La nostalgie va encore connaître de belles heures avec la conscription. On décrit alors des jeunes soldats qui soupirent après leur pays, notamment au cours de la Première Guerre mondiale parmi les soldats basques. De leur côté, les Anglais décrivent chez les prisonniers un dépérissement, un état dépressif qui peut aller jusqu’à la mort. Chez ceux qui tentent l’évasion, les cas de nostalgie sont très rares voire absents.

Il ne se trouve guère que quelques auteurs, antimilitaristes ou partisans d’une armée de métier, pour se demander si ce n’est pas le fait d’être assujettis aux obligations militaires qui pourraient entraîner un tel tableau clinique.

Peut-on imaginer qu’un chant, aussi beau soit-il, puisse causer autant de dégât sur le moral des troupes ? Pour l’anecdote, afin de décourager les soldats allemands lors du siège de Stalingrad, l’Armée Rouge diffusait des tangos réputés causer de la mélancolie… Un son, un paysage, une odeur peuvent donc avoir un effet sur la mémoire et les affects. Mais pour comprendre le phénomène, il faut chercher plus loin que ce « simple » effet neurophysiologique des zones profondes du cerveau.

Le Ranz pour les Suisses, comme leur langue pour les soldats bretons, sont autant de signes d’appartenance fondateurs d’une identité.

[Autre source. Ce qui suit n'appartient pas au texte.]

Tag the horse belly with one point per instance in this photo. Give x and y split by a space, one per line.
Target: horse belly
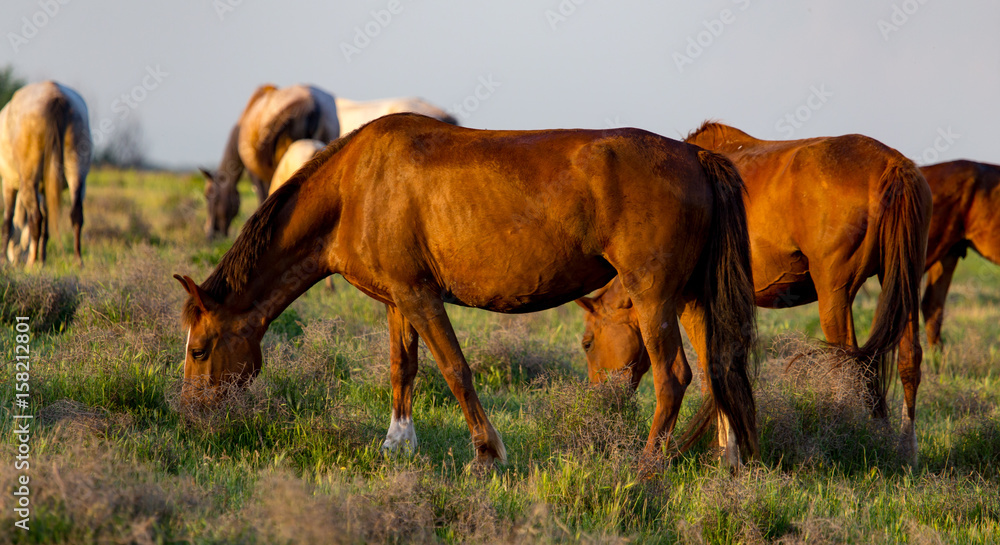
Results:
526 284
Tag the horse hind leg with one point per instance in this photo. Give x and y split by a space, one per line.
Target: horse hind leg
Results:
76 167
403 369
657 316
939 277
426 313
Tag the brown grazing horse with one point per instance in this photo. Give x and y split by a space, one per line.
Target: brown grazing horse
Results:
417 213
966 215
270 122
44 147
824 215
275 118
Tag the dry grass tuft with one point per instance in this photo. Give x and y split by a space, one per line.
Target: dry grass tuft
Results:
580 417
121 220
289 510
49 301
813 411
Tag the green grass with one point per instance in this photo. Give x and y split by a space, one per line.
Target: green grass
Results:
296 458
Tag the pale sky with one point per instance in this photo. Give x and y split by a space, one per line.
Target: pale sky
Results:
922 76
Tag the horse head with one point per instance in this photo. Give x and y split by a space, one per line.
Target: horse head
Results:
223 202
612 340
222 349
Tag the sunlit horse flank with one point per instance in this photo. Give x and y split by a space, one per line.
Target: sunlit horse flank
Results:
415 212
966 215
275 118
272 119
298 154
44 147
824 214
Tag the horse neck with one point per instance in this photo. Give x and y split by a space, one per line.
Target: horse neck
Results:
295 260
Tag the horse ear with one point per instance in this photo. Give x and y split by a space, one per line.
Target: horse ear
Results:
196 293
587 303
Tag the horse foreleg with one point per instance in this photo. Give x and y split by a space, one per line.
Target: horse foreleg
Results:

S’adapter, c’est changer, accepter de se défaire d’anciennes habitudes et adopter de nouveaux comportements, de nouvelles pensées. Le jeune engagé, lorsqu’il part de chez lui et rejoint son affectation, doit s’adapter à un nouvel environnement. Il y a d’abord la confrontation entre la réalité et l’imaginaire de la vie militaire. Il faut affronter un monde où les règles, explicites et implicites, sont différentes. Il lui faut aussi accepter que les liens affectifs avec ses parents et ses amis soient distendus.

La nostalgie a valeur de refuge. Elle se rapporte au temps de l’enfance, un temps long, de sécurité, de satisfaction, de plénitude. Les histoires de nostalgie sont toujours liées à un terroir. Ce terroir, c’est la terre d’origine, le paysage et les mots de l’enfance.

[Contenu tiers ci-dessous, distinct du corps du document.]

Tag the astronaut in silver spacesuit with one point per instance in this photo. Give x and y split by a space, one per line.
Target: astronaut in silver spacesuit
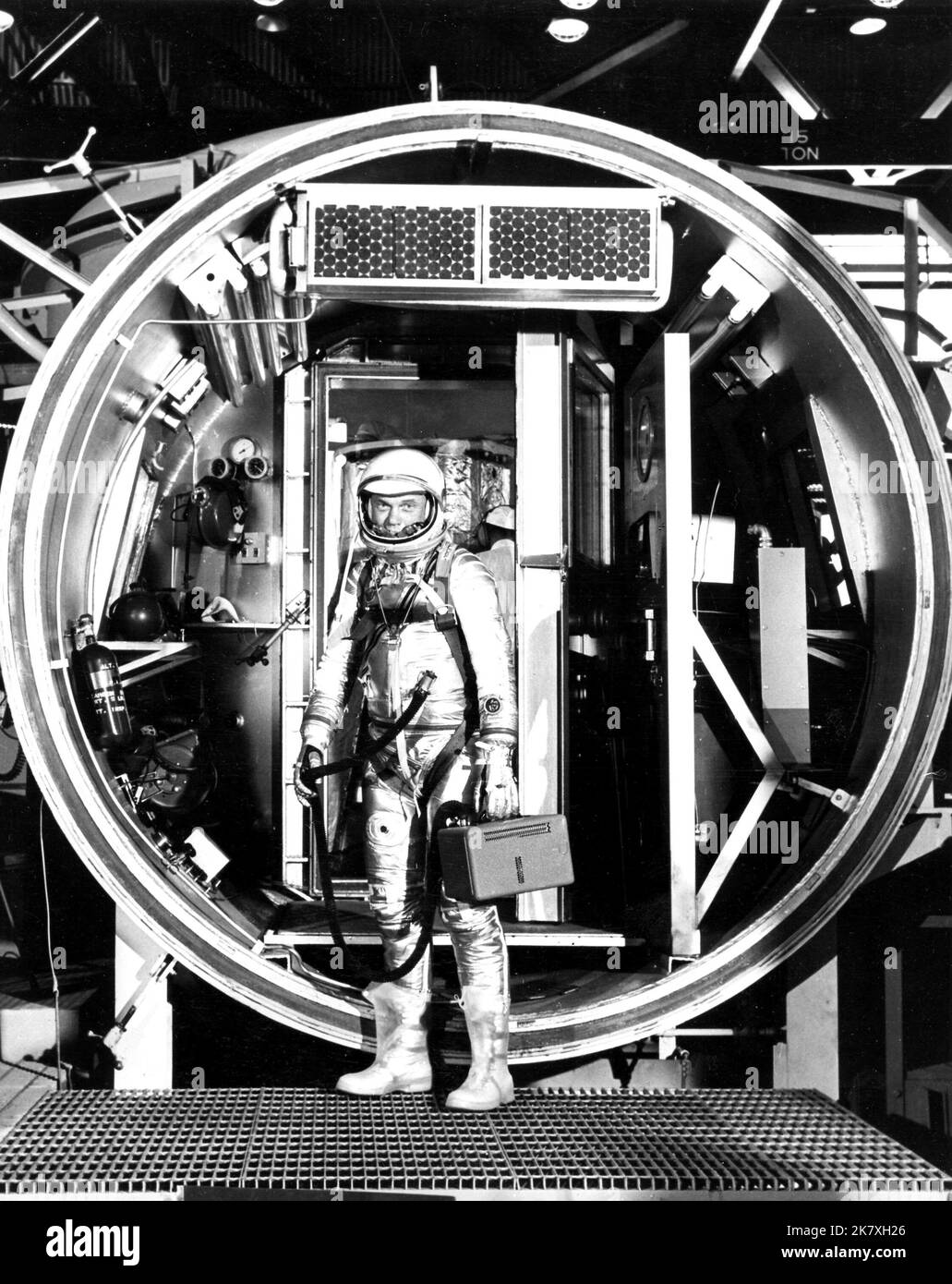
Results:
394 621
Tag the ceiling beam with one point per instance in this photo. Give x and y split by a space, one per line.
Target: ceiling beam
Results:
803 104
642 48
757 35
46 65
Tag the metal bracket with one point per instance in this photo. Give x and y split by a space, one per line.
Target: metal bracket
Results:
838 797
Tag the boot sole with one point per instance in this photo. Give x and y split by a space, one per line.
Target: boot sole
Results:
414 1086
504 1099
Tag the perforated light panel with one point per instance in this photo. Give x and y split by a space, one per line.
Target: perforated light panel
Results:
485 242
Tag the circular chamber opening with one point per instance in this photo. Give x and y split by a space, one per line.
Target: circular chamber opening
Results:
655 401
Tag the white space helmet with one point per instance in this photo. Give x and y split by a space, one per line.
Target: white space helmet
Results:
403 471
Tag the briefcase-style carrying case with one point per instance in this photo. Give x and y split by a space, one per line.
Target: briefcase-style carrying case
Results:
501 858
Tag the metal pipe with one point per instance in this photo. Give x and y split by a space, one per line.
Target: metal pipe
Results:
250 334
22 302
263 307
42 259
22 336
910 275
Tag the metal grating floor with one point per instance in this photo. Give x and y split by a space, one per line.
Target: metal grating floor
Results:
692 1141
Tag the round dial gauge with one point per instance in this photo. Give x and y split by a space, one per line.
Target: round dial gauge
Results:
645 438
241 448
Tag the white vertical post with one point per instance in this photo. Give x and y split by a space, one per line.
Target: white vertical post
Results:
145 1049
540 375
295 576
679 651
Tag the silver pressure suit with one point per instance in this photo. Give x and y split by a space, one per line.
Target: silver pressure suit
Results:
388 661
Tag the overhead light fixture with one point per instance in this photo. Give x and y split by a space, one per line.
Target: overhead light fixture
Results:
275 25
867 26
567 30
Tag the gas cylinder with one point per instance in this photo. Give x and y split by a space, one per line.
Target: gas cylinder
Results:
98 678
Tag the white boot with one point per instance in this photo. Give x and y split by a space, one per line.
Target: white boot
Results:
489 1083
402 1063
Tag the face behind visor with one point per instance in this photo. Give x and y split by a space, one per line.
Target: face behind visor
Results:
392 475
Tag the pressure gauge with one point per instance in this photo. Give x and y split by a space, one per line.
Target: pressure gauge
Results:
645 438
240 448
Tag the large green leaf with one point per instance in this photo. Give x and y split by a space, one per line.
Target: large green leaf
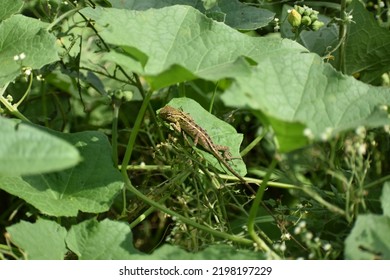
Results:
214 252
90 186
232 12
43 240
369 238
26 150
105 240
301 91
385 199
367 45
10 7
178 43
20 34
112 240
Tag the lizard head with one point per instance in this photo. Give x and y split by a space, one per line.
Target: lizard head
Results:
168 113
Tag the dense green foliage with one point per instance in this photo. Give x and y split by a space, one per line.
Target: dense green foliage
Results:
299 92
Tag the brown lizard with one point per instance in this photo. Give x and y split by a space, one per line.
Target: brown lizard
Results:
181 121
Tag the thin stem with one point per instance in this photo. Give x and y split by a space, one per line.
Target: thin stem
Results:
134 133
254 210
185 220
11 108
342 34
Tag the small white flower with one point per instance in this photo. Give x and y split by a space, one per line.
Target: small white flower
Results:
302 224
362 149
9 98
286 236
309 235
361 131
27 71
326 134
308 133
327 247
283 247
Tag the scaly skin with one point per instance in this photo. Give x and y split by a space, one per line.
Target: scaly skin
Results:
181 121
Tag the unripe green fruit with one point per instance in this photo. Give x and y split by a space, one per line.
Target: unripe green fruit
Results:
317 25
299 9
313 17
306 20
294 18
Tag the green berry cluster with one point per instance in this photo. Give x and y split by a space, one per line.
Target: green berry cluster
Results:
304 18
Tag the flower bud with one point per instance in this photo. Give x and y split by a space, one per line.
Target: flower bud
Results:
299 9
316 25
294 18
306 20
313 17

Un dernier point : la relation entre la nostalgie et la « culture » militaire. Les militaires sont des déracinés. Ils ont fait le choix de quitter leur famille pour une école de formation parfois située loin de chez eux. Les mutations se font ensuite dans la France entière et outre-mer. Ou inversement, c’est un homme ou une femme originaire des départements ou des territoires ultramarins qui quittent leur famille et leur culture.

Le soldat nostalgique par le souhait qu’il émet de retrouver sa patrie peut être en but à l’incompréhension ou même à l’agressivité de ses supérieurs. Dans certaines unités qui accueillent un important contingent de militaires venant de territoires d’outre-mer, les cérémonies collectives, les traditions ont une fonction d’apaisement nostalgique ; c’est le cas dans la plupart des unités d’infanterie de marine.

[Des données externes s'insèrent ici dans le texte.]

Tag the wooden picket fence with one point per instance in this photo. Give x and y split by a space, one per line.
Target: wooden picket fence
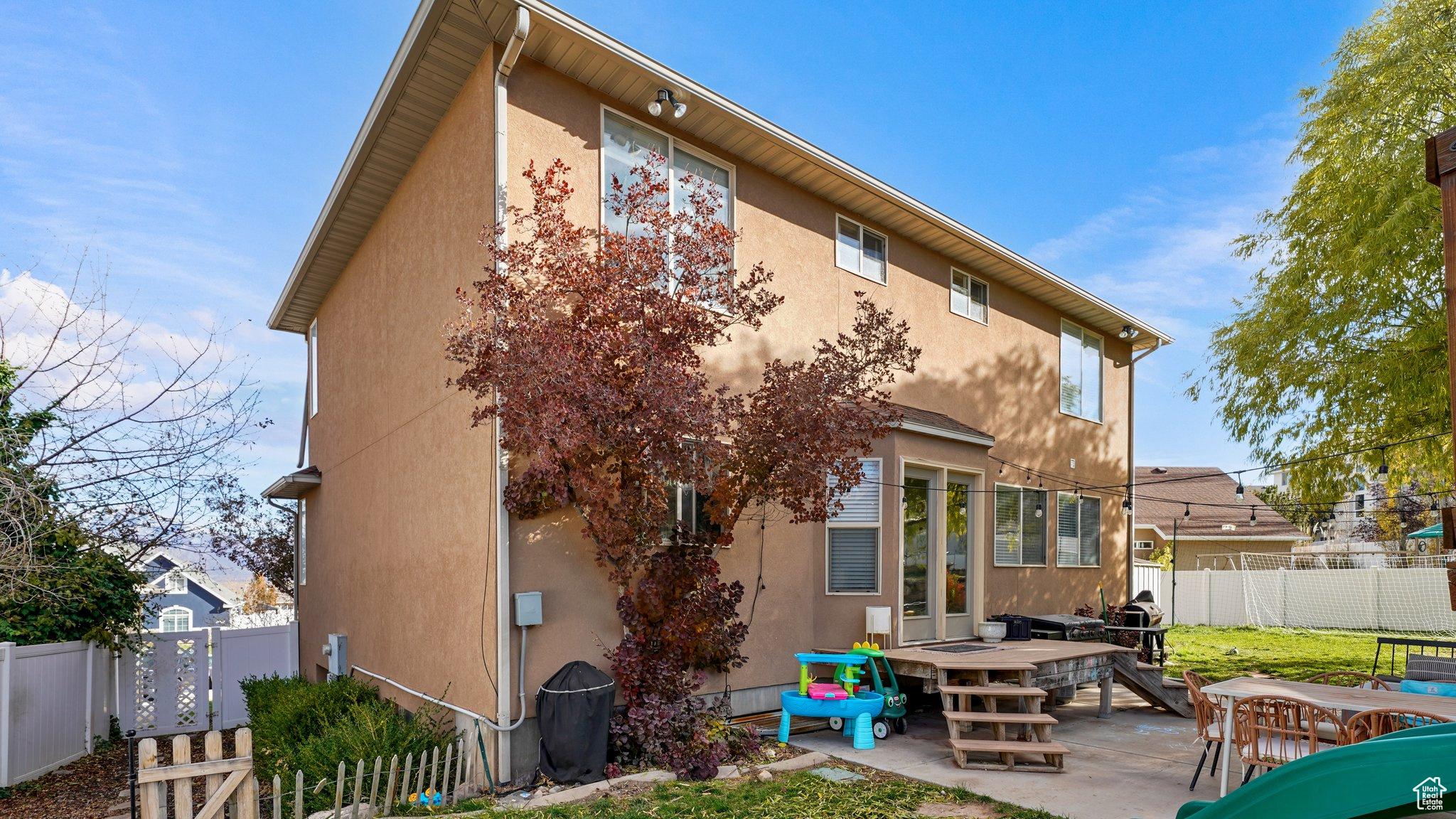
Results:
228 780
232 781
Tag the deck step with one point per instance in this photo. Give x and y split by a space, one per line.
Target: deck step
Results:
1008 746
993 690
999 717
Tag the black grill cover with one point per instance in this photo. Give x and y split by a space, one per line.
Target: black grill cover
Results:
572 709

Et si les Suisses du roi de France avaient pu prendre le tgv Versailles/Genève le vendredi soir pour revenir le dimanche ? Si les Bretons de Percy avaient eu un portable pour garder, avec leur langue natale, un contact régulier avec ceux de leur pays ? La technologie a rapproché les gens donnant parfois l’illusion d’abolir les distances. Mais la nostalgie n’est pas, seulement, une affaire de distance. Elle est le désir de ne pas se séparer d’un âge d’or : l’enfance, la famille, le terroir, tout en sachant que ce temps est révolu et que le retour est impossible.

1 On retrouve des résonnances de cet air dans l’opéra Guillaume Tell de Rossini.